Could it be that AL cities have been colder than NL cities so far this year? Nope. Bradbury
checked that too, and it turns out that the temperature in AL parks has been pretty typical this year.

And to put one more nail in the temperature coffin,
Zubin Jelveh looked at domed stadiums, and found the same sharp dropoff in slugging percentage as in other parks.

So what's causing the drop? One theory is that it's not a dropoff in hitting, but, rather, an improvement in pitching. Supporting that theory is that, in interleague play to date, the AL is three games above the NL, suggesting that it's still the better league. Of course, that could just be random chance, because there haven't been that many interleague games so far this year. (I couldn't find exact interleague records, but the AL as a whole has three more wins than losses, and the NL vice-versa.)

Another theory is that it's the PED clampdown causing the drop in power, but, as others have pointed out, steroids testing actually started several years ago, and, in any case, it doesn't make sense that users would be so heavily concentrated in the American League.

Over at the Sporting News, David Pinto suggests that it's an age thing. He notes that AL hitters are significantly older than their NL counterparts, 29.5 to 28.8. That's come as a reversal from 2005, when then AL was actually 0.4 years *younger* -- a four-year change of 1.1 years.

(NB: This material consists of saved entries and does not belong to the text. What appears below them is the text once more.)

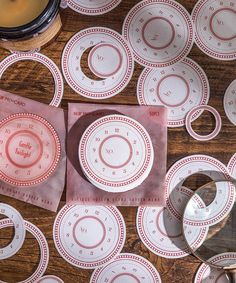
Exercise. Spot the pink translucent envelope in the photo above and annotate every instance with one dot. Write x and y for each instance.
(46, 194)
(151, 192)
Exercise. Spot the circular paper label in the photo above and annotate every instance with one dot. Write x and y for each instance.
(161, 233)
(76, 78)
(230, 102)
(57, 76)
(179, 88)
(88, 7)
(127, 268)
(19, 231)
(78, 243)
(160, 32)
(232, 166)
(207, 274)
(116, 153)
(105, 60)
(191, 117)
(29, 149)
(43, 246)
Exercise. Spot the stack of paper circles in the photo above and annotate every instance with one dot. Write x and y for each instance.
(116, 153)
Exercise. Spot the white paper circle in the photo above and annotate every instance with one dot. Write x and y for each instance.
(89, 236)
(160, 32)
(128, 268)
(47, 62)
(116, 153)
(74, 75)
(230, 102)
(215, 28)
(207, 274)
(93, 8)
(179, 88)
(19, 233)
(43, 245)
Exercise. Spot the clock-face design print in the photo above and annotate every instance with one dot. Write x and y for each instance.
(116, 153)
(29, 149)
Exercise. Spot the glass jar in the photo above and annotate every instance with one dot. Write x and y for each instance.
(34, 34)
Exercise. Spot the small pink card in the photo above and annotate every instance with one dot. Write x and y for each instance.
(32, 151)
(151, 191)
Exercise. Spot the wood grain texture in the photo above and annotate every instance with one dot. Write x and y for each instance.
(34, 81)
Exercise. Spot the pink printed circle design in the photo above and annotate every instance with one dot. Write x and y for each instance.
(53, 278)
(76, 78)
(46, 160)
(171, 37)
(160, 242)
(198, 89)
(120, 165)
(190, 117)
(136, 265)
(161, 231)
(31, 136)
(127, 275)
(130, 179)
(232, 166)
(93, 68)
(219, 44)
(230, 102)
(48, 63)
(187, 92)
(18, 238)
(205, 273)
(105, 6)
(99, 240)
(212, 25)
(43, 245)
(202, 164)
(176, 46)
(89, 257)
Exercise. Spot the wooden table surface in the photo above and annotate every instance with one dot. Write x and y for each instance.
(34, 81)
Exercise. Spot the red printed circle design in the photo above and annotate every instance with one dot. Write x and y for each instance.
(161, 232)
(126, 168)
(18, 238)
(48, 63)
(43, 245)
(222, 35)
(29, 149)
(131, 266)
(84, 250)
(109, 52)
(33, 144)
(93, 8)
(50, 278)
(160, 32)
(215, 28)
(180, 88)
(128, 144)
(74, 75)
(125, 276)
(180, 80)
(94, 227)
(190, 118)
(230, 102)
(232, 166)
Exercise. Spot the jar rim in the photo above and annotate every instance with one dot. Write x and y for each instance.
(34, 26)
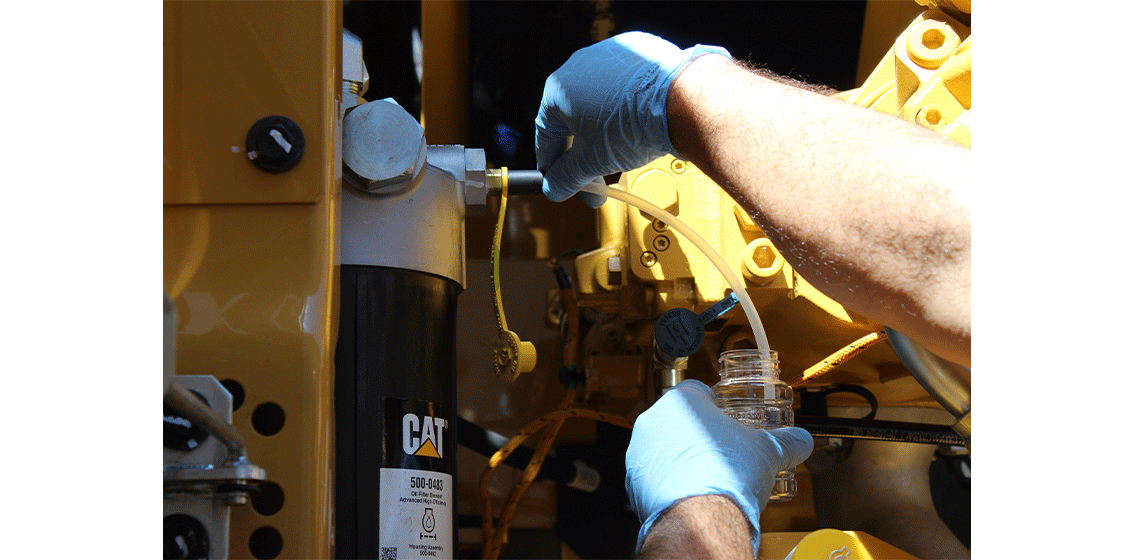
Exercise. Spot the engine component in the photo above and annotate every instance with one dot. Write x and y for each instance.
(206, 475)
(403, 268)
(511, 356)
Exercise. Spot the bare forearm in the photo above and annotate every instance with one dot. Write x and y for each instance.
(871, 210)
(707, 526)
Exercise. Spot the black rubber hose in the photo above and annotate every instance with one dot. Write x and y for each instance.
(525, 182)
(482, 441)
(859, 428)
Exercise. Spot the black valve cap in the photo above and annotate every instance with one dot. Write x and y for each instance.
(275, 143)
(678, 332)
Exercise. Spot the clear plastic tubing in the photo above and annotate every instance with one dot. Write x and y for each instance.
(735, 283)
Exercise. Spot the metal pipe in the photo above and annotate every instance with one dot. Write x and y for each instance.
(197, 412)
(949, 383)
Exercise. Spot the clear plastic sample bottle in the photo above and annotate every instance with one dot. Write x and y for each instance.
(752, 393)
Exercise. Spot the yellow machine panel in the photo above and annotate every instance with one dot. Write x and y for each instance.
(252, 265)
(250, 255)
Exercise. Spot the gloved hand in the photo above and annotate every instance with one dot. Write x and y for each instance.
(684, 446)
(611, 98)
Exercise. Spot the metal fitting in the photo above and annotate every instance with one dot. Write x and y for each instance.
(467, 167)
(384, 148)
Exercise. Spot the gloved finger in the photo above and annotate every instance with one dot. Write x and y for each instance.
(551, 136)
(795, 444)
(567, 175)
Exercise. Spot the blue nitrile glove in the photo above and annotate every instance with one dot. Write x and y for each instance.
(684, 446)
(611, 98)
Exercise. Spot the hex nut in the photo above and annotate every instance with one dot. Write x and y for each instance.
(384, 148)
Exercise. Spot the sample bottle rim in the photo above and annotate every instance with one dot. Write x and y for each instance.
(749, 362)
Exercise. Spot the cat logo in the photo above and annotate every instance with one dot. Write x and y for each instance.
(426, 442)
(840, 554)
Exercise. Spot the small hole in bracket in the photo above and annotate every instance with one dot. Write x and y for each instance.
(269, 500)
(934, 39)
(265, 543)
(268, 418)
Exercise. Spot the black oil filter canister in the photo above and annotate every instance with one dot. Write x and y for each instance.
(395, 367)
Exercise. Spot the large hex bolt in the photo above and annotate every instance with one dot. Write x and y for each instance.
(384, 148)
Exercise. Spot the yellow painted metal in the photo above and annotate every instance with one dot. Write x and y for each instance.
(883, 22)
(827, 544)
(445, 78)
(250, 257)
(925, 77)
(804, 325)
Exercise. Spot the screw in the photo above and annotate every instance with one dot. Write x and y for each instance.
(275, 143)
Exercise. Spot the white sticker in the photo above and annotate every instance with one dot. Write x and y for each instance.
(417, 509)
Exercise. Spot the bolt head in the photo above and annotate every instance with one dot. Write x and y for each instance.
(384, 148)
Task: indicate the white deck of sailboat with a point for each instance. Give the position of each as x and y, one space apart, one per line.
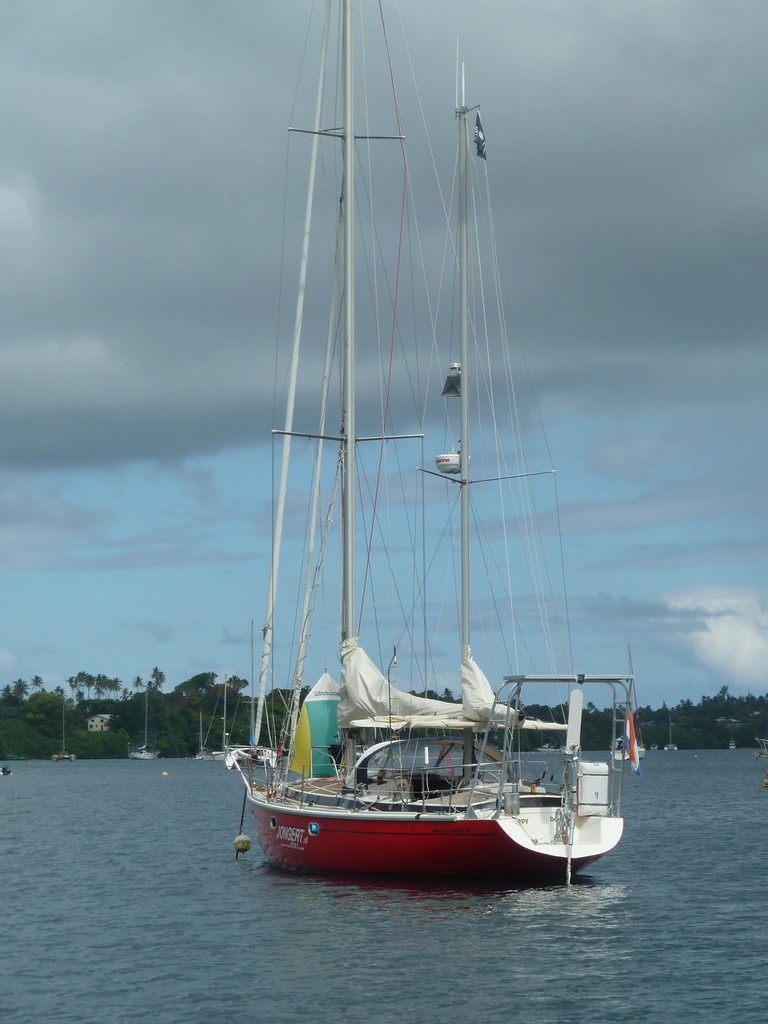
397 796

But there's no hard evidence that younger players are actually better than older players – looking at Pinto's (very interesting) charts, you note that the NL has better younger players, and the AL has better older players. But the AL old-guy advantage is smaller than the NL young-guy advantage. As Pinto writes,

"... at the ages where the NL OPS is higher, it tends to be much higher than it is at the corresponding AL age. Where the AL OPS is higher, the gap is not quite as large."

So it seems to me that it's not as simple as an age thing.

It's an interesting problem, and I don't know what the answer is. But any theory would have to explain:

-- why the sudden drop
-- why the drop is so much larger in the AL
-- and why the AL is ahead in interleague play, despite its anemic offense.